Na gut, eigentlich ist es schon mehr als ein Jahr, dass ich den Mixmaster-Remailer in Betrieb habe. Aber die paar Tage machen den Kohl nicht fett.

Nachdem ich desöfteren mit Mixmaster, Mixminion und Co. herumgespielt hatte und das im Buch Anonym im Netz lang und breit beschrieb, wollte ich einen langlebigeren Mixmaster-Server als Remailer anbieten. Meiner Meinung nach sollte ein vServer hierfür reichen und durch die Suche bei Webhostlist stiess ich auf ein Angebot der Firma Xantron. Diese bot einen vServer mit 1 GB RAM, 1 GB Festplatte und unbegrenztem Traffic an. Für den Anfang sollte das ein hinreichendes Angebot sein.

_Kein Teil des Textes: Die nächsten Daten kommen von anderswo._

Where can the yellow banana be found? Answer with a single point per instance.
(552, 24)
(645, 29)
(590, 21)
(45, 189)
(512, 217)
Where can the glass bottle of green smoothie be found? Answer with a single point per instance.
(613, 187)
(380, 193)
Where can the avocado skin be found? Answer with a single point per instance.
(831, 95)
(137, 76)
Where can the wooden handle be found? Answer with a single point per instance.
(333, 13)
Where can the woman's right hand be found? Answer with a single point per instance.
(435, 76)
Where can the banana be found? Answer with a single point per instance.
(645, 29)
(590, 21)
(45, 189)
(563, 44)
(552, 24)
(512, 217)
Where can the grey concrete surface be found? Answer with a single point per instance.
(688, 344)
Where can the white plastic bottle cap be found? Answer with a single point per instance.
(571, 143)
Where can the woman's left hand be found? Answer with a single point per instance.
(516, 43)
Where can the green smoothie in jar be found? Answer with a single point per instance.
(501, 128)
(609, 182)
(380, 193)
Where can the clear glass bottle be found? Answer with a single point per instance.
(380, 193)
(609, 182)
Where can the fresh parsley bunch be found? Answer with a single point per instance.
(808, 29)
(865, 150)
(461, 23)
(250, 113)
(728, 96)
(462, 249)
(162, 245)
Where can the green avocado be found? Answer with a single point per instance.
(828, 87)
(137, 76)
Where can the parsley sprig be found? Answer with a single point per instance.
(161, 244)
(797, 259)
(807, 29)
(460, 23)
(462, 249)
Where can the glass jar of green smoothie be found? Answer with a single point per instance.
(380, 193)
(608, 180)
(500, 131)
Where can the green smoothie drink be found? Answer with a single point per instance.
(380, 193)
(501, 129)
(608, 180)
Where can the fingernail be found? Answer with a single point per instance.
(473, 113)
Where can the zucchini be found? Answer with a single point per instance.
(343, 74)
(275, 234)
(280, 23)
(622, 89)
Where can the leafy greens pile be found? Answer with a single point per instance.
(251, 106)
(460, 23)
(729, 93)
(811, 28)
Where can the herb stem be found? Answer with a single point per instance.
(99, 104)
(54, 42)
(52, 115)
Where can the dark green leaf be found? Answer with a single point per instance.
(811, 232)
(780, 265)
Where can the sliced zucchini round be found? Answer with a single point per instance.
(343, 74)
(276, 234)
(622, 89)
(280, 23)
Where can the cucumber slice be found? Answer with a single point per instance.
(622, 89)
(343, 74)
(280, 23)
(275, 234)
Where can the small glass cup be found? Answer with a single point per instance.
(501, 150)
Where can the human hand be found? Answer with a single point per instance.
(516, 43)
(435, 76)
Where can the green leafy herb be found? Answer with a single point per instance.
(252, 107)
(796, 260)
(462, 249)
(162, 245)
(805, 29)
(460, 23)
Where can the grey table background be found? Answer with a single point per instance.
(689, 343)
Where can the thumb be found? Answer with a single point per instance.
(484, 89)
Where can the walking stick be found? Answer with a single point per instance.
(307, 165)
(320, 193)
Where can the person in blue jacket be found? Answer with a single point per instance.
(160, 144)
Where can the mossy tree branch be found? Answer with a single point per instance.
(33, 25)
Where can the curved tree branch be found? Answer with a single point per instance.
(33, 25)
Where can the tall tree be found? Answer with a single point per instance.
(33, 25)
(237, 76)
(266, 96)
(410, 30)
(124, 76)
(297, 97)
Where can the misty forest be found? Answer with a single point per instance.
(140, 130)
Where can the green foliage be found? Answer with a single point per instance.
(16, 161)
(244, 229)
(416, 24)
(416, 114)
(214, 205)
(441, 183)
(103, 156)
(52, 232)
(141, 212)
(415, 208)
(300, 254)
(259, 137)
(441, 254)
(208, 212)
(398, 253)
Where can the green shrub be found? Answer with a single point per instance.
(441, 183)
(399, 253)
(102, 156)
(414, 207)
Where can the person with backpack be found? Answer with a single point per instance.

Anfangs liess ich testweise einen Tor-Server dort laufen. Denn der Eintrag der FAQ z u Tor auf virtuellen Servern sagte damals, es würde nicht funktionieren. Bei meinem Test klappte es jedoch ohne Probleme. Ich konnte Tor auf dem Server über mehrere Wochen ohne Einschränkungen laufen lassen. Irgendwann aktualisierte ich dann auf eine neue Version und der Tor-Prozess startete kurz, um gleich wieder abzusterben. Es gab keine Core-Datei. Das Log blieb ohne Anzeichen auf irgendwelche Probleme. Der gesamte Fall schien sehr mysteriös. Die Seite mit (un)geeigneten ISPs für Tor brachte mich dann auf eine Idee. Ich legte ein kleines Shell-Skript an, welches den Namen Tor trug und führte das aus. Kurze Zeit später brach es ab. Eine weitere Analyse ergab dann, dass der Provider wahrscheinlich einen Cronjob laufen hatte, der nach Prozesses mit dem Namen “tor” suchte und diese beendete. Sobald ich die ausführbare Datei von tor in nichttor oder ähnliches änderte, klappte wieder alles. Nach diesem Zwischenspiel richtete ich dann den Remailer ein.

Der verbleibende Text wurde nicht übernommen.